After a bit longer they descended into the crypt, where Ronan had been puttering around, checking out the names on the tombs, and together they crossed the Thames on Millennium Bridge, a sleek silver footbridge that looked like something out of the future. Kit, in tour-guide mode, told them that when the bridge had first been opened, it had swayed slightly underfoot; the architect, asked to fix the design, had stubbornly maintained that his design wasn’t at fault, Londoners just walked too forcefully.

The closer they got to the Globe, the faster Kit walked, till he was almost visibly jittering with excitement. They picked up their tickets from Will Call and got into a line in the courtyard that surrounded the theater proper. Kit was shifting his weight from one foot to the other, tapping his toes, unable to keep still.

“Don’t waste all your energy yet,” Nita said. “You’ve still got a whole Shakespeare play to stand through.”

“Remind me why we’re standing?” Ronan asked.

“Did you want to pay thirty quid for a seat?” Kit said, trying to stay still for a moment and failing.

Nita rolled her eyes at Kit’s attempt to sound British. She caught a glimpse of Ronan mouthing “quid?” and shaking his head.

“Besides,” Kit said, ignoring them, “it’ll be great—seeing the play the way people saw it over four hundred years ago, on our feet!” And then he was off on another speech, rattling out details about the theatrical culture of the English Renaissance.

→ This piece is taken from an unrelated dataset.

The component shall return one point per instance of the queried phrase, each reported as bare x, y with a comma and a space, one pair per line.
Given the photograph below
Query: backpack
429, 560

Nita met Ronan’s raised eyebrow with one of her own, and when they both turned away from each other to shake their heads derisively at Kit, Nita was smiling. Maybe having Ronan along wouldn’t be so bad after all.



Ronan took one look at the tiny hostel dorm and said, “Well, I need a drink.”

“Oh come on,” Kit said, “I’ve seen worse.” So it smelled a bit stale and the mattresses on the rickety bunk beds seemed a little lumpy and the carpet probably hadn’t started out being that shade of brown, but wasn’t that what you were supposed to expect from hostels?

Ronan slung his bag down on the bottom bunk in the corner, looked around him as though checking that the coast was clear, and then said a few words in the Speech under his breath. A glowing tab like you’d find on a zipper appeared in the air at about waist height, and Ronan slid it to the side, opening his personal claudication. He lifted his bag and neatly deposited it inside.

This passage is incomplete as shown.